Jakarta, NextID – 10 tahun bukan waktu singkat  sebuah komunitas untuk tegak berdiri. Itu yang dialami Komunitas Cinta Berkain Indonesia (KCBI). Mengapa? Tentu ada beberapa ketentuan dan kesepakatan di awal yang dipegang kukuh oleh mereka. Visi dan misi dipahami dengan benar dan bekerja secara gotong royong pun tak kalah penting diterapkan.

KCBI yang didirikan oleh Sita Hanimastuty itu kini sudah berkembang dengan beberapa cabang, termasuk di luar negeri. Kegiatan masing-masing puak terus bisa dirasakan geliatnya. Menurut Titut Santoso yang membawahi bidang program pengembangan, setiap tahun ada 3 program besar yang digelar KCBI.  Sementara kunjungan untuk penyuluhan tentang kain dan sejenisnya tetap dilakukan di berbagai daerah, plus menghadiri berbagai acara yang berkenaan dengan seni-budaya, spesifiknya wastra.

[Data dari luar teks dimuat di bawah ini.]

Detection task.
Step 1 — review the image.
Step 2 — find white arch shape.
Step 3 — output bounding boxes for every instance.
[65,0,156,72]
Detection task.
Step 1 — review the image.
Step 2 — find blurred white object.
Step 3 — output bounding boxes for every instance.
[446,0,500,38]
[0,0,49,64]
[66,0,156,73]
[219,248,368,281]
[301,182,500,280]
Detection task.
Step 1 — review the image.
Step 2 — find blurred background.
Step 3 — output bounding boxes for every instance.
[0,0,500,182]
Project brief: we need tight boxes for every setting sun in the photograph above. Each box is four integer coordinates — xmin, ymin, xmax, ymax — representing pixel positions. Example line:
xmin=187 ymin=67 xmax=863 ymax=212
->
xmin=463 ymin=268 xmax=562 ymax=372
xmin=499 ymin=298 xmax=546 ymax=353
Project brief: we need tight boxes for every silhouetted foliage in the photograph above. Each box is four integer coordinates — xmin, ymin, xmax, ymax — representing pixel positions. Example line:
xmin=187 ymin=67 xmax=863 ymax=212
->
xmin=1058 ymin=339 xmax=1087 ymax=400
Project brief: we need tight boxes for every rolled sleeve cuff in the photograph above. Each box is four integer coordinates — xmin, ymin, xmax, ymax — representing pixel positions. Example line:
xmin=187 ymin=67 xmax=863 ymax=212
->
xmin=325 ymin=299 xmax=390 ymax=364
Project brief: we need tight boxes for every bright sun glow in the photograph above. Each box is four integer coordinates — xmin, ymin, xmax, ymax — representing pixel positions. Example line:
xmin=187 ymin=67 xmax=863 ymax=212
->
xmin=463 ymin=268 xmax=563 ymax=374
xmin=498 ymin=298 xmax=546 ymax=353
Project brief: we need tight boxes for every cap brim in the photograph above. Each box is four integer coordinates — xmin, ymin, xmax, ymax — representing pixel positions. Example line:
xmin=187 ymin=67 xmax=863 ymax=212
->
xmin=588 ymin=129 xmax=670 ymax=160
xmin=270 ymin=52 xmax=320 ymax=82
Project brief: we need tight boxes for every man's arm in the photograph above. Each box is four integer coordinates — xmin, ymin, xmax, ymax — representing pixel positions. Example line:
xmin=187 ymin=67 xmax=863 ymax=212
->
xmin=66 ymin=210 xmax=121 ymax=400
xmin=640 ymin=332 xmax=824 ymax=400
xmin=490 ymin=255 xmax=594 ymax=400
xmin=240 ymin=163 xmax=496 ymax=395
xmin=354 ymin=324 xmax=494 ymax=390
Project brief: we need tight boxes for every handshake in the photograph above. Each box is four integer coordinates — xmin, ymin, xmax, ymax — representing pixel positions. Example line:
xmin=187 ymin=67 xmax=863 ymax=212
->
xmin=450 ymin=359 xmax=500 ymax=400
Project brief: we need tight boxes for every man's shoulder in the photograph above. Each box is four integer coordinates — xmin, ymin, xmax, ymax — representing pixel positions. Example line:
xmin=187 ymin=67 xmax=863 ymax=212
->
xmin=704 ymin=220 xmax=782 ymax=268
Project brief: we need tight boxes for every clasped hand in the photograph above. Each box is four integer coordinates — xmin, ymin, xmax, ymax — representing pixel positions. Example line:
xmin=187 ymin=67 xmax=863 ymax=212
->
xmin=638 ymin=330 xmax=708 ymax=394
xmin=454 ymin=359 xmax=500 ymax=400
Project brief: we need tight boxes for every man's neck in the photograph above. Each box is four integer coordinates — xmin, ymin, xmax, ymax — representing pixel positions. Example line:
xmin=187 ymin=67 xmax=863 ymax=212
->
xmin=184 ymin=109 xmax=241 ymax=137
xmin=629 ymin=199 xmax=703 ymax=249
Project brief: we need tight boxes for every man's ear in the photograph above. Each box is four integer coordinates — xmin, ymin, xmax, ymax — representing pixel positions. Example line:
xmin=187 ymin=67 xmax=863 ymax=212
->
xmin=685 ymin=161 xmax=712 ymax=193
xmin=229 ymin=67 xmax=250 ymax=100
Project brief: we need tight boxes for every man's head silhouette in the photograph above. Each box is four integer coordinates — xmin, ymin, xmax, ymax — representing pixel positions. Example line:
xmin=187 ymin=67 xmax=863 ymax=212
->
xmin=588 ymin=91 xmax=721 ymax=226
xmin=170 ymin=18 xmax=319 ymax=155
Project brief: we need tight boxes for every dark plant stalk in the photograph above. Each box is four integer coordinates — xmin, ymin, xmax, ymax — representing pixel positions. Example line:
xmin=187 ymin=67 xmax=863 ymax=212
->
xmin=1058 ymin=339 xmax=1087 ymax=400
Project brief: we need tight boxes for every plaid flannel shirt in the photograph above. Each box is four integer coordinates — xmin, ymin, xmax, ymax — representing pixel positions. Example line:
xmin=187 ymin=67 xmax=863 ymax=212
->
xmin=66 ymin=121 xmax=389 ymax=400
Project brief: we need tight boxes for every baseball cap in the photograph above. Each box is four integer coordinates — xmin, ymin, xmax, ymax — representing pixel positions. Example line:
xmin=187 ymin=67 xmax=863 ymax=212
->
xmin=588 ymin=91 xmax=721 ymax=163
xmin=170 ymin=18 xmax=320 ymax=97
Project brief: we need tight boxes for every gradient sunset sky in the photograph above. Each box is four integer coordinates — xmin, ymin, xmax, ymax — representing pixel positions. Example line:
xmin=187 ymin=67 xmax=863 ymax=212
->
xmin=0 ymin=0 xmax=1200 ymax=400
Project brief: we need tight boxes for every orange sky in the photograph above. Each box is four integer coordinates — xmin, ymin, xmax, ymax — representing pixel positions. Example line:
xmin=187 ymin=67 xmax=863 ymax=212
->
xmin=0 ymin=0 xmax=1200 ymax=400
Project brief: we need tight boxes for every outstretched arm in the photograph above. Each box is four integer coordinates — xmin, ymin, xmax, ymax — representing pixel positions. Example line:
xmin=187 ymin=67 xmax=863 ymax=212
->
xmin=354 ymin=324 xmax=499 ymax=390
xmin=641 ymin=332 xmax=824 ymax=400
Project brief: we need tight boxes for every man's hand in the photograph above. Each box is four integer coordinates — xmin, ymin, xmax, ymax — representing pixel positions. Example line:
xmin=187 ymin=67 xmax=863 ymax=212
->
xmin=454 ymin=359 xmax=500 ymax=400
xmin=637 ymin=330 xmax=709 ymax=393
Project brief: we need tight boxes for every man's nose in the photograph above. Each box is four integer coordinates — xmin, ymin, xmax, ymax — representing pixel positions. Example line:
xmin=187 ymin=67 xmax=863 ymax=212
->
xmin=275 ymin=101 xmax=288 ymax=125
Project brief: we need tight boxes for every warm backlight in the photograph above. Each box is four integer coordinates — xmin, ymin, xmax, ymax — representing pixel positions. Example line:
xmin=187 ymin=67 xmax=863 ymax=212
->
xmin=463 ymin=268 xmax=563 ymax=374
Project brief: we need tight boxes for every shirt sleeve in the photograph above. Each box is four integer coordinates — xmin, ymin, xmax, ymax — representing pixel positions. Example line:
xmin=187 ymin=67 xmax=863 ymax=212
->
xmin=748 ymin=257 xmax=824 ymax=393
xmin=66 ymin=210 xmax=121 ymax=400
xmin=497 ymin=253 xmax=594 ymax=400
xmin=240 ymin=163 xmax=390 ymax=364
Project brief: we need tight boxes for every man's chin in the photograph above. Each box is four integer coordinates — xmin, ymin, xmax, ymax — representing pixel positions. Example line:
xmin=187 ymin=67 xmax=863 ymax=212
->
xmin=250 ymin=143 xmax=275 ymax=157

Tutup tahun kerja KCBI 2023 melakukan talkshow dengan mengangkat kain ulos Batak sebagai kupasannya. Acara itu digelar satu jam di Galeri Kaya Indonesia (GIK) – Jakarta. Acara penuh sesak karena antusiasme yang tinggi dari para ibu yang cinta kekayaan wastra negeri, dan sekaligus memang untuk memperingati Hari Ibu, 22 Desember 2023.

Mengintip Kinerja KCBI
Apa sesungguhnya yang dikerjakan kelompok ini untuk memperkenalkan dan  melestarikan sekaligus mengembangkan wastra Nusantara. “Saya memang tidak akan pernah berhenti untuk terus menggali keberadaan kain tenun etnik kita, dan membawanya kepermukaan. Contoh kecil saja, kamilah yang pertama kali mengangkat tenun motif etnik Badui, lewat fashion show. Alangkah indahnya jika kain-kain dari berbagai daerah yang semula “tertutup” akan bisa diperkenalkan dengan baik,” begitu ungkap dan harapan Sita.

Bincang serius dengan KCBI untuk menggelar acara Peringatan Hari Ibu 22 Desember 2023. Ist

Kerja berat? Pasti! Mengingat tak cukup banyak masyarakat negeri ini yang “care” terhadap warisan non benda yang berupa wastra. Tak juga banyak instansi pemerintah yang konsen melakukan sebuah penelitian sekaligus pengembangan kain tenun milik bangsa.

Pertanyaannya, bagaimana sikap KCBI. “Kami akan jalan terus, walau belum ada sponsor yang tetap untuk semua perhelatan dan kinerja KCBI. Harus tetap semangat. Harus punya rasa kebersamaan,” tegas Sita yang  jebolan Universitas Gajah Mada itu lagi dengan nada semangat.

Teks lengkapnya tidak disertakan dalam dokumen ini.